Chart penjualan game di Jepang selalu jadi indikator menarik buat liat tren gaming di salah satu pasar game terbesar di dunia. Dan minggu ini, Famitsu ngeluarin data penjualan fisik yang bikin semua orang kaget: Tomodachi Life versi baru resmi ngambil alih posisi teratas, bahkan ngalahin Pokopia yang sebelumnya jadi best-selling release tahun 2026. Ini terjadi setelah periode Golden Week di Jepang — minggu libur panjang yang selalu jadi puncak penjualan retail.
Apa Itu Tomodachi Life dan Kenapa Baru Sekarang Nge-Hit?
Tomodachi Life adalah game simulasi sosial buatan Nintendo yang pertama kali dirilis untuk Nintendo 3DS pada tahun 2013 di Jepang dan 2014 di wilayah Barat. Konsepnya unik: kamu bikin Mii atau avatar karakter, masukin mereka ke sebuah pulau virtual, dan liat interaksi lucu antar karakter-karakter tersebut. Mereka bisa jadi teman, jadian, bahkan berantem — semuanya dengan dialog random yang bikin ngakak.
Versi barunya yang dirilis untuk Nintendo Switch 2 ini membawa banyak upgrade. Nintendo SPD atau Software Planning and Development division ngembangin game ini dengan grafis yang jauh lebih colorful, fitur baru kayak mini-game yang lebih variatif, dan integrasi online yang bikin kamu bisa visit pulau teman. Nintendo jelas belajar dari kesuksesan game simulasi sosial kayak Animal Crossing: New Horizons yang meledak saat pandemi.
Pokopia: Yang Ngalahin dan Sekarang Tergulingkan
Pokopia sendiri adalah game baru yang terinspirasi dari franchise Pokémon — bukan game resmi Nintendo, tapi game indie dan AA yang ngadopsi mechanics creature-collecting dengan art style yang charming. Game ini dirilis oleh developer Indie Studio Pixel Dreams dan dipublish oleh Playism. Kesuksesannya di awal 2026 ngagetin banyak orang, apalagi di pasar Jepang yang biasanya didominasi game-game AAA.
Tapi Tomodachi Life versi Switch 2 ini bawa momentum yang beda. Nostalgia dari versi 3DS yang udah jadi kultus, ditambah platform baru yang lebih powerful, bikin game ini laku keras. Famitsu mencatat penjualan fisik Tomodachi Life selama periode Golden Week yang mencakup dua minggu data jauh melampaui Pokopia dan game-game lainnya.

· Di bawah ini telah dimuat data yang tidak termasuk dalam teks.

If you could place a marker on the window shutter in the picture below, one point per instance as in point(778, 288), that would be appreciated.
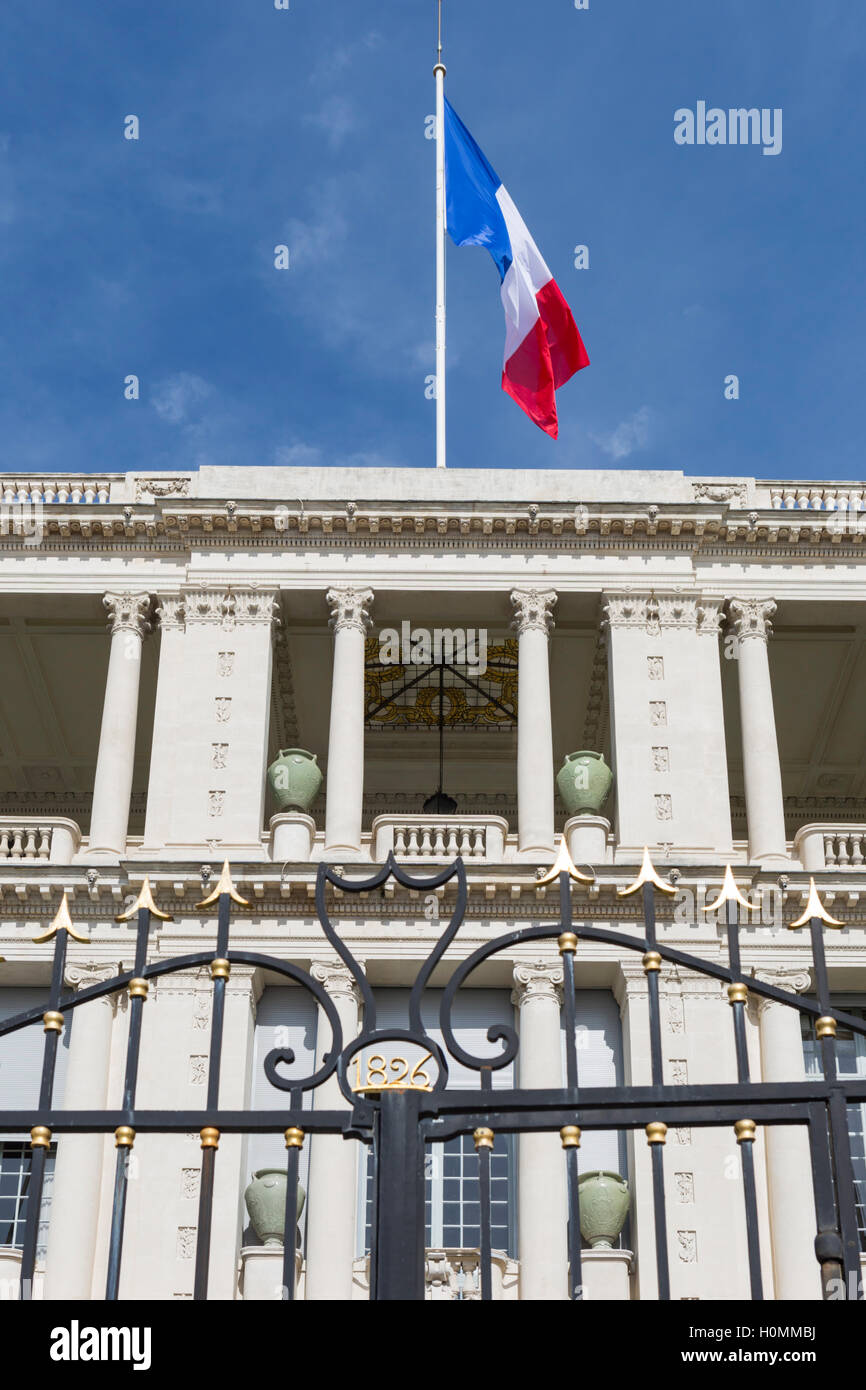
point(285, 1018)
point(21, 1055)
point(599, 1062)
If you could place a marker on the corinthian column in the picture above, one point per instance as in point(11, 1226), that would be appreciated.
point(749, 620)
point(345, 790)
point(534, 620)
point(542, 1205)
point(79, 1157)
point(793, 1222)
point(114, 762)
point(332, 1182)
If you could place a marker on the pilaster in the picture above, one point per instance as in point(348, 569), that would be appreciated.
point(667, 724)
point(207, 777)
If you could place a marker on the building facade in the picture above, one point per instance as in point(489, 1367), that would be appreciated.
point(441, 645)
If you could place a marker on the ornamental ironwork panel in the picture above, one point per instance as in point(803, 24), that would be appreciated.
point(401, 1102)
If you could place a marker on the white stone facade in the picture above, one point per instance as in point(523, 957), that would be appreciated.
point(168, 634)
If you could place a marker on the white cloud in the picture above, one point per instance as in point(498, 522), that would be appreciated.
point(175, 398)
point(628, 435)
point(337, 118)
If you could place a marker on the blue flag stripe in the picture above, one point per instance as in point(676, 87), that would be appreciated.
point(473, 213)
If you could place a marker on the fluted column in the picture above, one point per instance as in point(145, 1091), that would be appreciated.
point(534, 620)
point(332, 1182)
point(749, 620)
point(79, 1157)
point(542, 1205)
point(345, 790)
point(793, 1222)
point(116, 758)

Konteks Chart Jepang: Golden Week dan Nintendo Switch 2
Periode Golden Week di Jepang dari akhir April sampai awal Mei selalu jadi waktu paling sibuk buat retail game. Orang-orang punya waktu libur panjang dan biasanya belanja game baru buat dimainin selama liburan. Famitsu minggu ini ngeluarin chart gabungan dua minggu karena toko-toko banyak yang tutup saat Golden Week.
Di sisi hardware, Nintendo Switch 2 sendiri juga mencatat penjualan yang solid. Dengan lineup game yang makin kuat — dari Tomodachi Life ini sampai Star Fox dan The Duskbloods yang udah diumumkan untuk 2026 — momentum Nintendo di pasar Jepang emang lagi bagus banget. Ini jadi kabar baik setelah periode di mana PlayStation 5 dan Steam Deck mulai ngancam dominasi Nintendo.

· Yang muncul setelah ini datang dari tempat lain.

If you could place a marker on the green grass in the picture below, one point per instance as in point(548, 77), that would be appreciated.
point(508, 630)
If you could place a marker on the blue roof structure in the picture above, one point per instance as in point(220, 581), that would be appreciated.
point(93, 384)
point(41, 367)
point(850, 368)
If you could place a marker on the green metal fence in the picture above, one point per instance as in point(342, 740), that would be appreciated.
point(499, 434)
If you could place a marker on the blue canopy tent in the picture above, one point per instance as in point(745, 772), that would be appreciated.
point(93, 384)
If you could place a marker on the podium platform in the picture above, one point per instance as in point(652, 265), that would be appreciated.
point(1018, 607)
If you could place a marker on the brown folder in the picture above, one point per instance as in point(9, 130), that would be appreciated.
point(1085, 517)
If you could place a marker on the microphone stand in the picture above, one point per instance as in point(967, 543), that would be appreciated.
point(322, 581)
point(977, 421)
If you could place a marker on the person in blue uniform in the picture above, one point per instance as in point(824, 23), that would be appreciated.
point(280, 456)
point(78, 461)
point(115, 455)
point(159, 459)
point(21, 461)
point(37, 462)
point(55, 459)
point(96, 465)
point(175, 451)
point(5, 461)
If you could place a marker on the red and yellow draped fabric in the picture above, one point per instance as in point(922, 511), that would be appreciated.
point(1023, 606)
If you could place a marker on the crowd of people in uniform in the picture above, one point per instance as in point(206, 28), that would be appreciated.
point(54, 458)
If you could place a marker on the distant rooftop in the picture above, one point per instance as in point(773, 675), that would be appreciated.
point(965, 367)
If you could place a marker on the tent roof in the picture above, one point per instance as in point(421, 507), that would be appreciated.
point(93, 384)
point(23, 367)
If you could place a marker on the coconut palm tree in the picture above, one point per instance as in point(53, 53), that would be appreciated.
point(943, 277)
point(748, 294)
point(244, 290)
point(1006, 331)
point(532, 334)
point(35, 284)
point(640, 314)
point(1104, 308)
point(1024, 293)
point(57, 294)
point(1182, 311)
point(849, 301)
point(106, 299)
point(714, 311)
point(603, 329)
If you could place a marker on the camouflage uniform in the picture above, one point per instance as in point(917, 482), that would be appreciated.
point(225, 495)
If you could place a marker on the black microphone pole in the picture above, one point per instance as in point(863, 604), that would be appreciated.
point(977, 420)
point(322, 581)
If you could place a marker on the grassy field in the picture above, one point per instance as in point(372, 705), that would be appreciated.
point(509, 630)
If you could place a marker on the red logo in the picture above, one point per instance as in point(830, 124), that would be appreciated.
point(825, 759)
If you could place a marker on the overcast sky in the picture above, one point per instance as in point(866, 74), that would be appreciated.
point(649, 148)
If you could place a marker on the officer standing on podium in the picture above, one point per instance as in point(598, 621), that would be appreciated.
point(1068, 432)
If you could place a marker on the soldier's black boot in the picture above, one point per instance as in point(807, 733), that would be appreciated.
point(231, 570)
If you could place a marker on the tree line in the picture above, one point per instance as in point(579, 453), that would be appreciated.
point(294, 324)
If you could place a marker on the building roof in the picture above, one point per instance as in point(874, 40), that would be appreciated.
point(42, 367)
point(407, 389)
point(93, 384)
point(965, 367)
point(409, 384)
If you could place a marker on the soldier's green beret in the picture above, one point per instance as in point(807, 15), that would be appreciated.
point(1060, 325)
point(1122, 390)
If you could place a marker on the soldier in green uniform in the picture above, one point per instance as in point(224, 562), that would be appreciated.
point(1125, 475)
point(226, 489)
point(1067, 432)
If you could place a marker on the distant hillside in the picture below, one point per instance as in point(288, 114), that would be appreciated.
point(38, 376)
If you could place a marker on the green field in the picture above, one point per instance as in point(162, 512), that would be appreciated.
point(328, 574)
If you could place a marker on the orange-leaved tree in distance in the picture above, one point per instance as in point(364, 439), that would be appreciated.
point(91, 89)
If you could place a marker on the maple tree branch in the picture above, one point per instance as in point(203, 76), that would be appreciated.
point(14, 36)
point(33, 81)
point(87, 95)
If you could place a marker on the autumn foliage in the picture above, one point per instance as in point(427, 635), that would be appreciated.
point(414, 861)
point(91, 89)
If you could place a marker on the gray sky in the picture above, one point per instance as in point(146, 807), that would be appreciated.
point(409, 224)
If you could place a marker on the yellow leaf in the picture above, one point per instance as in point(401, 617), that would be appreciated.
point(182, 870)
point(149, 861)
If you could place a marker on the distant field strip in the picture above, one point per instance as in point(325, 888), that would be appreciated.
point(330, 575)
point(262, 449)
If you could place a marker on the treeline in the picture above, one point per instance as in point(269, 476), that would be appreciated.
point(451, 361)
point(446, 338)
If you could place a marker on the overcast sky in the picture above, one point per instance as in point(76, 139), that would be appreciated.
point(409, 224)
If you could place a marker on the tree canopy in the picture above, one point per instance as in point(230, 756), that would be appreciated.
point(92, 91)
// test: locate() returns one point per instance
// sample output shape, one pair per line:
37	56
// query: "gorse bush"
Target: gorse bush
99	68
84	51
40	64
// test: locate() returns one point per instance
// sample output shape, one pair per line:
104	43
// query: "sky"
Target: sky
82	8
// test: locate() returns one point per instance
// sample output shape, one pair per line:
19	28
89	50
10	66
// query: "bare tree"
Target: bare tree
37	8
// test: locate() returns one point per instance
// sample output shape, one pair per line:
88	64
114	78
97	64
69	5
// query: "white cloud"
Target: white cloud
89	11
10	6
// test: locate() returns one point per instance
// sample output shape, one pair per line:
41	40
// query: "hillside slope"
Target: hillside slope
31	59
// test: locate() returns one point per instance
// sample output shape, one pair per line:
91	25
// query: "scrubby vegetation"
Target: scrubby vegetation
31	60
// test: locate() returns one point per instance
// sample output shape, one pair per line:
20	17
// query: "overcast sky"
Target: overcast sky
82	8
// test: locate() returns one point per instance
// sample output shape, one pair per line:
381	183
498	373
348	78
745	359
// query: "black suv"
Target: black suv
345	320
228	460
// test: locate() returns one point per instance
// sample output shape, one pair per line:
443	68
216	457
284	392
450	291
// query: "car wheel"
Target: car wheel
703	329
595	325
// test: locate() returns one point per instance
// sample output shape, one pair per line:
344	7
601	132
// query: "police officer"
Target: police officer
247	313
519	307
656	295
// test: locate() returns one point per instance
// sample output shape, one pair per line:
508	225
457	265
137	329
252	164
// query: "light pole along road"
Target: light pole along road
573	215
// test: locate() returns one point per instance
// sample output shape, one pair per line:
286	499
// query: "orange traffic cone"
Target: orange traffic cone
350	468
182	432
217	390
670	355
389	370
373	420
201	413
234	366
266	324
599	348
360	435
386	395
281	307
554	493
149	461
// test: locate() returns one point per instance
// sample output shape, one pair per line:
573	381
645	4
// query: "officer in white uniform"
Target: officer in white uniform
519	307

Apa Artinya Buat Industri Game Jepang?
Keberhasilan Tomodachi Life ini nunjukin beberapa hal menarik. Pertama, game simulasi sosial masih punya pasar gede di Jepang — ini konsisten dengan tren Animal Crossing: New Horizons dan game-game casual Nintendo lainnya. Kedua, nostalgia itu powerful: versi 3DS yang dirilis lebih dari 10 tahun lalu masih punya fanbase loyal yang mau beli versi baru.
Ketiga, ini juga bukti bahwa Nintendo Switch 2 emang bisa sustain momentum peluncurannya. Bukan cuma game AAA kayak Mario Kart World yang laku, tapi juga game casual dan simulasi. Diversifikasi lineup ini penting buat console longevity.
Kesimpulan
Tomodachi Life ngalahin Pokopia di chart Jepang bukan cuma soal angka penjualan — ini simbol bahwa Nintendo masih punya formula ajaib: gabungin nostalgia, gameplay yang fun, dan timing rilis yang pas. Golden Week jadi katalis yang sempurna, dan hasilnya bikin semua orang di industri game ngangkat alis.